Sometimes at FamilyLife we receive requests for help and in our flesh  we’ll wonder, “Is there really hope for this marriage?” Consider one wife who contacted FamilyLife with this email:

“I am unsure if you can help with this question but my husband and I have been married for just over a year and have some very serious issues. These issues showed up before marriage but, of course, have only seemed to get worse. 

I grew up in a verbally and physically abusive household and so did he. I can be very harsh with my tongue and say things that my husband doesn’t like by saying he doesn’t make enough money or cursing at him. 

He tells me to stop it and if I don’t he becomes very aggressive and will block me leaving the room, push me, spit in my face, grab me by the hair, and start calling me names and telling me how I need to respect him.

I am definitely not innocent and am trying to work on taming my tongue but am very concerned about my husband being physically aggressive as he seems to not be able to control himself in these moments. I am also concerned as we have an infant son who I am scared will learn that this is normal behavior.
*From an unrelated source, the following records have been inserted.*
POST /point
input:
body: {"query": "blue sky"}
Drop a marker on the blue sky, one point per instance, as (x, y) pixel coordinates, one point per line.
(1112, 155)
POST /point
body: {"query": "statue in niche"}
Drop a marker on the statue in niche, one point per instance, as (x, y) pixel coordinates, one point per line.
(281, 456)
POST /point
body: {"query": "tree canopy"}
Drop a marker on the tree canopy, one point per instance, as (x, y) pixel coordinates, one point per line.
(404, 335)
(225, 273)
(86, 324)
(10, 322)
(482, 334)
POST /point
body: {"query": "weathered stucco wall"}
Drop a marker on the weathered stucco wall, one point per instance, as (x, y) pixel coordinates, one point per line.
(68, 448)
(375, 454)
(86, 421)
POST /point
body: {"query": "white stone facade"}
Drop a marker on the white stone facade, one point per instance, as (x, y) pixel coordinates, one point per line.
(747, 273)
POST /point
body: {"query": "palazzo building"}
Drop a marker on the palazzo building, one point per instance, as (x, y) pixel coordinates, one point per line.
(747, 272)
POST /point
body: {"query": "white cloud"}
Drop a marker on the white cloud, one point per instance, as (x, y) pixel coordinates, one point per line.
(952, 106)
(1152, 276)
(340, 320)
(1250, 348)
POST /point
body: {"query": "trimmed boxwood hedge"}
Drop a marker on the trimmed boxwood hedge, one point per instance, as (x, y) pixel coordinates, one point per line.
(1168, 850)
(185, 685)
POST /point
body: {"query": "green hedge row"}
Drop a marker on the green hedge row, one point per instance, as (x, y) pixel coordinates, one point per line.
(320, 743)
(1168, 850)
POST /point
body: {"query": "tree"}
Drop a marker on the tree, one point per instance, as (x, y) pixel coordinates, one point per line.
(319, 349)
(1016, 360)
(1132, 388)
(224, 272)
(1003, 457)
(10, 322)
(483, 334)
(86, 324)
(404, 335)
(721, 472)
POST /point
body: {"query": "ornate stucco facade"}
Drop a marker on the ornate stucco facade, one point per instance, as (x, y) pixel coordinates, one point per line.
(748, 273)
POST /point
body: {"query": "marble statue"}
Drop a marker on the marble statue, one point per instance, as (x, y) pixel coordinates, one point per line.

Any advice on what we should do to resolve these issues would be greatly appreciated.” 

It would easy to simply shrug our shoulders, shake our heads, and give a trite answer like, “We’ll be praying for you”, but in our hearts not really believing anything will change. 

But praise be to God who is still in the business of changing hearts and rescuing souls! He is still “able to do far more abundantly than all that we ask or think, according to the power at work within us…” (Eph 3:20, ESV)

One of FamilyLife’s ministry advisors responded to the wife who wrote in. And although we don’t yet know the rest of her story, we do know that God has transformed marriages like hers in the past, and by faith we know He is able to do it again.